À Kalynove, un petit village situé à seulement 15 kilomètres de la frontière russe, dans la région de Kharkiv, l’enfance d’Andrii et Maksym Tupkalenko n’a rien d’ordinaire. Depuis l’invasion russe de l’Ukraine en 2022, les jeux de ces deux frères de 8 et 6 ans ont changé de décor et de nature. Fini les voitures miniatures à la maison. Désormais, ce sont les pistolets en plastique et les postes de contrôle improvisés qui rythment leurs journées.
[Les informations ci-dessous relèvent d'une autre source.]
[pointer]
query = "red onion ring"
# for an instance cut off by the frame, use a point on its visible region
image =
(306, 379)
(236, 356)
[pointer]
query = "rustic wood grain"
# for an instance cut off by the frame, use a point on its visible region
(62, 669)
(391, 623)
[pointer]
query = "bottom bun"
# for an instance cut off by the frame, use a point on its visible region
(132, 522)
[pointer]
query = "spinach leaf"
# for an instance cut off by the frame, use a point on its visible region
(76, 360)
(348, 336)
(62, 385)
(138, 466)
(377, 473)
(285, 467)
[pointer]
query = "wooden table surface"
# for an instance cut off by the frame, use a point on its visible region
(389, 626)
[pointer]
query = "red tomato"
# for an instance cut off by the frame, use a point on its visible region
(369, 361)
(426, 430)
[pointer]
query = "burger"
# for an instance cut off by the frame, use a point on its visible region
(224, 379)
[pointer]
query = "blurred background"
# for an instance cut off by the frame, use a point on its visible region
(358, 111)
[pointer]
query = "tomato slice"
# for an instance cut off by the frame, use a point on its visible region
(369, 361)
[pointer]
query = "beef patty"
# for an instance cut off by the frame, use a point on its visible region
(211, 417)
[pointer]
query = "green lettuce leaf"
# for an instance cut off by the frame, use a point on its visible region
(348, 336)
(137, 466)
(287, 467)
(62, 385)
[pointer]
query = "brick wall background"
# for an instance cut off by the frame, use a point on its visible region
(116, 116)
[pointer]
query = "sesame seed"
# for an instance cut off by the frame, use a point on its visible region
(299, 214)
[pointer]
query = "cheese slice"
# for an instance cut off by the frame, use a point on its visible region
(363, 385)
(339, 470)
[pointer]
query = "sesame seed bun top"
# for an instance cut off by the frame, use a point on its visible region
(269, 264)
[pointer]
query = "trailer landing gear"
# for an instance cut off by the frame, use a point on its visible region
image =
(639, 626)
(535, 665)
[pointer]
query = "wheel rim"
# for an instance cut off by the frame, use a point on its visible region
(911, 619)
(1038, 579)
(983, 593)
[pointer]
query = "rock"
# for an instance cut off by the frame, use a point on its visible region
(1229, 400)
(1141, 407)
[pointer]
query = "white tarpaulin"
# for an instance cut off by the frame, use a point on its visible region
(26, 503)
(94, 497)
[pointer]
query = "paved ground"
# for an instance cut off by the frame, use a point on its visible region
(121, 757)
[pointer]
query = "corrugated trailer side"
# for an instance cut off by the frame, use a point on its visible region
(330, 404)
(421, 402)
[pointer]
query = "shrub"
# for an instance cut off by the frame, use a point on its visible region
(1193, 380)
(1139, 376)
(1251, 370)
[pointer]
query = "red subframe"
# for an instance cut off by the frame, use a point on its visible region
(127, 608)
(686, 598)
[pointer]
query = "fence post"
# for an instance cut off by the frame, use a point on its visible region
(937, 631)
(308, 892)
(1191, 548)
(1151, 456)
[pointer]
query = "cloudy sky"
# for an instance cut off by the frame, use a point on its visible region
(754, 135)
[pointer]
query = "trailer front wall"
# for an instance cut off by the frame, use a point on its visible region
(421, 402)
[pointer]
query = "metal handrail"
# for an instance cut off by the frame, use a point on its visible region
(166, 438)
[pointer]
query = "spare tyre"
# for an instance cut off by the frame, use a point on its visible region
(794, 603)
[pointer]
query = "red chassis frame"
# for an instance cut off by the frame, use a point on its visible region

Autour d’eux, le terrain de jeu n’est plus une cour d’école mais un champ de bataille figé. Tranchées abandonnées, blindés carbonisés et maisons endommagées par les éclats d’obus sont les repères quotidiens de ces enfants. Leur mère, Varvara Tupkalenko, 30 ans, observe avec inquiétude cette enfance modelée par la guerre. « Ce sont des enfants touchés par la guerre », confie-t-elle, consciente des marques profondes que ce contexte laisse sur leur développement.
L’histoire des Tupkalenko illustre le sort de nombreuses familles vivant dans les zones de front, où la guerre a remodelé le tissu social et transformé les villages en zones quasi désertées. Fin mars, Kalynove ne comptait plus que six enfants, dont Andrii et Maksym. Depuis, d’autres familles ont fui, réduisant encore davantage la présence des plus jeunes dans cette communauté meurtrie.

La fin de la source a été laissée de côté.